Von Dagmar Röhrlich | 03.03.2011
    Wochenlang verfolgten Fernsehzuschauer fassungslos, wie Öl und Gas aus dem Macondo-Bohrloch am Grund des Golfs von Mexico herausschossen - und wie auf den Wellen der Ölteppich unaufhaltsam wuchs. Was jedoch in der Tiefsee um das Bohrloch herum passierte - etwa, dass dort ölhaltige Wolken waberten - ließ sich erst nach und nach erahnen. Es fehlten ganz einfach die Überwachungsmethoden. Deshalb hatten einige Geologen und Meeresbiologen die Idee, Sonare einzusetzen, weil man mit ihnen weite Teile des Meeres gleichzeitig im Blick hat:

    "Bislang hat noch niemand versucht, mit seiner Hilfe die Menge an Öl und Gas abzuschätzen, die an einer bestimmten Stelle aus dem Meeresboden sprudeln. Dieser Ansatz ist neu, und nach unseren Versuchen glauben wir, dass das Sonar wirklich helfen kann","

    erklärt Alex De Robertis vom Alaska Fisheries Science Center in Seattle. Für die Erprobung ihrer Idee stand den Meeresforschern zunächst ein eilig umgerüstetes Forschungsschiff zu Verfügung, mit dem normalerweise Karten des Ozeanbodens angefertigt werden. Als die ersten Messungen erfolgreich waren, kamen besser für diesen Zweck ausgerüstete Schiffe zum Einsatz:

    ""Das Sonar sendet einen Ton aus, und der wird von Objekten in der Wassersäule zurückgeworfen. Trifft der Schall auf ein Öltröpfchen, streut es die Wellen ganz charakteristisch. Wir fanden heraus, dass wir Öltröpfchen sehen können, die es auf die Größe eines Bakteriums bringen. Allerdings funktioniert das nur in einem Frequenzbereichs des Sonars, der nicht sehr tief ins Wasser eindringt."

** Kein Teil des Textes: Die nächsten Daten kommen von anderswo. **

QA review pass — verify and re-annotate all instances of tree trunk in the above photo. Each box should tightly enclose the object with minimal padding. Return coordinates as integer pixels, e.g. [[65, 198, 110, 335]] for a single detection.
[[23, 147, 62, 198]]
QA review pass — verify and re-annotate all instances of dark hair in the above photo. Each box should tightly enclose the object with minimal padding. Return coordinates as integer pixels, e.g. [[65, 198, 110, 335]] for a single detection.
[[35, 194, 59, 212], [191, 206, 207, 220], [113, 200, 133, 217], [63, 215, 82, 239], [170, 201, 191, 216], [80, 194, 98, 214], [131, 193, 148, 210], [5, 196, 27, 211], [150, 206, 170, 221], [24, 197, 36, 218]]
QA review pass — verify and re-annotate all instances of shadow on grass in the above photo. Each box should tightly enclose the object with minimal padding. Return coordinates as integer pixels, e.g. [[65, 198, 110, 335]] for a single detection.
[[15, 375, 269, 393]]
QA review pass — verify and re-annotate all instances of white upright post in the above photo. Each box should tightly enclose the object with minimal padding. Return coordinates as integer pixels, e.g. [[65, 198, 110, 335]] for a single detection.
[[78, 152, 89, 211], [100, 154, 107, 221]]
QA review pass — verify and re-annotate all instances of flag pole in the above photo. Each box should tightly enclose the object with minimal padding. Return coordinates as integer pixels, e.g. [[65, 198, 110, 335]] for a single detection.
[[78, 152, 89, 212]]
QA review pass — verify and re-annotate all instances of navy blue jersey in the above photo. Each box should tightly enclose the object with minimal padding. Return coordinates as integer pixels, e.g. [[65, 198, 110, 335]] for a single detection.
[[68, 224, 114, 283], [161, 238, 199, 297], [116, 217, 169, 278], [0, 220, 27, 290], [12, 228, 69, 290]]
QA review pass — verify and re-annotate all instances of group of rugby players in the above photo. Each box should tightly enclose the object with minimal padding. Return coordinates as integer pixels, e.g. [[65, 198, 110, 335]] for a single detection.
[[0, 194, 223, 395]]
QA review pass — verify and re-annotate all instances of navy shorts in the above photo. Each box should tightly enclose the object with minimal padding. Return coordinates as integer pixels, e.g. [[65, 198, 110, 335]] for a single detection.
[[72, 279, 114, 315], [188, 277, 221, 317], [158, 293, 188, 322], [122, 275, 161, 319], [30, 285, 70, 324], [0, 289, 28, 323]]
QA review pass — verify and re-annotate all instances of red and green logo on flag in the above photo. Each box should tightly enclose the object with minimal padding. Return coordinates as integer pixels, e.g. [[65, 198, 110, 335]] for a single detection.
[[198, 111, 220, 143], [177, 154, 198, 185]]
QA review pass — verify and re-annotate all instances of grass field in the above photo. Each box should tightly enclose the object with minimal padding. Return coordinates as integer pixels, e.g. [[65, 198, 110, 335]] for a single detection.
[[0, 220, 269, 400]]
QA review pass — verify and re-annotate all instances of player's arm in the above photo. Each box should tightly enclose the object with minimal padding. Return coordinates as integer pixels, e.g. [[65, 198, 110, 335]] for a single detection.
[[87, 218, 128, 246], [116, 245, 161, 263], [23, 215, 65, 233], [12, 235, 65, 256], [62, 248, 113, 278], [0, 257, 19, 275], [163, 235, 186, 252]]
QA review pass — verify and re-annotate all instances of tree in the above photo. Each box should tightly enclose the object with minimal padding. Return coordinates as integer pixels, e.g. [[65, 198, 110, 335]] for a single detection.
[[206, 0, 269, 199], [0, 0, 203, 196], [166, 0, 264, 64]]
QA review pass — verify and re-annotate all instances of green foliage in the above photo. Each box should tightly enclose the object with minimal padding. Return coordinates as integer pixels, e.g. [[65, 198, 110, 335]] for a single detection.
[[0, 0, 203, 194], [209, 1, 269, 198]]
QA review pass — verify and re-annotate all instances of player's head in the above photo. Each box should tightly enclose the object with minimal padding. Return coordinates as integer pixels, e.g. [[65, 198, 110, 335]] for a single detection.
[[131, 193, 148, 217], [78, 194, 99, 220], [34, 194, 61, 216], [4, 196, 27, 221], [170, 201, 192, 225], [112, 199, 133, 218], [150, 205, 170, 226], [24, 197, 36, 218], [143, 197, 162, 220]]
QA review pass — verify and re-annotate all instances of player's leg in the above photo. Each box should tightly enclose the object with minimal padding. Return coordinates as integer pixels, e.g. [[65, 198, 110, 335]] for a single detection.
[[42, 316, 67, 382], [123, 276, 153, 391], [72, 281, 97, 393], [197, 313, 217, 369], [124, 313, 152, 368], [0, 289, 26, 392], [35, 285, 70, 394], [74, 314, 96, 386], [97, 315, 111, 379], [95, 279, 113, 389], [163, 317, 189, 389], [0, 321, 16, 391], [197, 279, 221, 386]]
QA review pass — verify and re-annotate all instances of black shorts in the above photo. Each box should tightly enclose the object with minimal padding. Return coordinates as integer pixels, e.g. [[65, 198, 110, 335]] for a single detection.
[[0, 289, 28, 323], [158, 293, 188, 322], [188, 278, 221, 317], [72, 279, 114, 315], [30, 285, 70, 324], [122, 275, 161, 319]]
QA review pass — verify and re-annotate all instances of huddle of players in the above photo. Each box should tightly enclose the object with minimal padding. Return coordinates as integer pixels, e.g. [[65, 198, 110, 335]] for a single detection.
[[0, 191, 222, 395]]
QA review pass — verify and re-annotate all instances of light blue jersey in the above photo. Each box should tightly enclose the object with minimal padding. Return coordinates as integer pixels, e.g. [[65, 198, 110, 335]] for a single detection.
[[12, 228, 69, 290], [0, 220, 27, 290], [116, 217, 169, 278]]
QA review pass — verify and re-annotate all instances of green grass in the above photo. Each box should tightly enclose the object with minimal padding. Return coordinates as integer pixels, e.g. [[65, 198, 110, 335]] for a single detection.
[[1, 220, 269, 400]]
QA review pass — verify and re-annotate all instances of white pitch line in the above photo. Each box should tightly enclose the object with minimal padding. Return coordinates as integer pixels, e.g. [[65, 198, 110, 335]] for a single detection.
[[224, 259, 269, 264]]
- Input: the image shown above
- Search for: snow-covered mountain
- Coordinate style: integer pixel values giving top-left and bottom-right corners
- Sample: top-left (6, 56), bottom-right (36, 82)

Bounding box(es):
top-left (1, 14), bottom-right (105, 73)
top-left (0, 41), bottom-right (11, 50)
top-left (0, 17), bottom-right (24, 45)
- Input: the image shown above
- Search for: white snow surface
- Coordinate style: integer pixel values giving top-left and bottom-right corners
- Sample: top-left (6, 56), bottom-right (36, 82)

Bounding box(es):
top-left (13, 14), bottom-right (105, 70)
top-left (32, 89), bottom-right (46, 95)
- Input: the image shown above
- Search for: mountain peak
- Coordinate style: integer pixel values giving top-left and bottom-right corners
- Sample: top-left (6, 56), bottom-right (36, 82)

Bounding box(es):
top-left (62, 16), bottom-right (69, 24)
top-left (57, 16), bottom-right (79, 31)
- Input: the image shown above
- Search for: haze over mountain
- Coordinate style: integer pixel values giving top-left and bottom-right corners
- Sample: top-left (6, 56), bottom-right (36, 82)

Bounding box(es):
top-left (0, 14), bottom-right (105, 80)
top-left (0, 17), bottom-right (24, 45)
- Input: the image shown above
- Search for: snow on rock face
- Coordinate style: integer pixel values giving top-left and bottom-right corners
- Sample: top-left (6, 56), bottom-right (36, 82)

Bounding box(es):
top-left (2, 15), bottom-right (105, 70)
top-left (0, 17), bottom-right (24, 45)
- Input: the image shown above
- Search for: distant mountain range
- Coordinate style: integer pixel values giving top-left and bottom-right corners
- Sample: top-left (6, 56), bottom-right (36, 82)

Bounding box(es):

    Deshalb konnten die Forscher die Öltröpfchen selbst nur bis in etwa 150 Meter Wassertiefe ausmachen:

    "Meiner Meinung nach lässt sich diese Schwäche umgehen, indem wir das Sonar beispielsweise an einem Kabel in die Tiefsee hinablassen, so wie wir es auch machen, wenn wir einzelne Fische beobachten wollen."
    Das Sonar sendet seinen Schall aber in einem breiten Frequenzbereich aus. Und so dringen andere Wellenlängen bis zum Meeresboden vor. Mit ihnen ließ sich das zusammen mit dem Öl herausschießende Methan gut verfolgen: Sobald der Schall auf die Methanbläschen traf, "ertönten" sie wie Glocken. Außerdem konnten die Forscher in der Umgebung des Macondo-Bohrlochs viele natürliche Gasquellen am Meeresboden orten. Das Sonar verriet auch die Reaktionen der Tiefseebewohner auf das Öl. De Robertis:

    "Wir konnten in Wassertiefen zwischen 400 und 700 Metern die Zahl der Tiere ermitteln und ihre Bewegungen verfolgen. Zu unserer Überraschung haben sie sich auf den ersten Blick - und diese Einschränkung könnte hier wichtig sein - nicht sonderlich vom Öl beeinflussen lassen. Die Analysen laufen noch, aber große, offensichtliche Verhaltensänderungen sehen wir nicht."

    Sonare könnten also brauchbare Überwachungssysteme für Ölhavarien in der Tiefsee liefern. Deshalb will die US-Wetter- und Ozeanographie-Behörde Noaa ein Gerät entwickeln, das beim nächsten Unfall an einem langem Kabel hinter einem Schiff hergezogen wird, um das gesamte Geschehen im Meer zu verfolgen.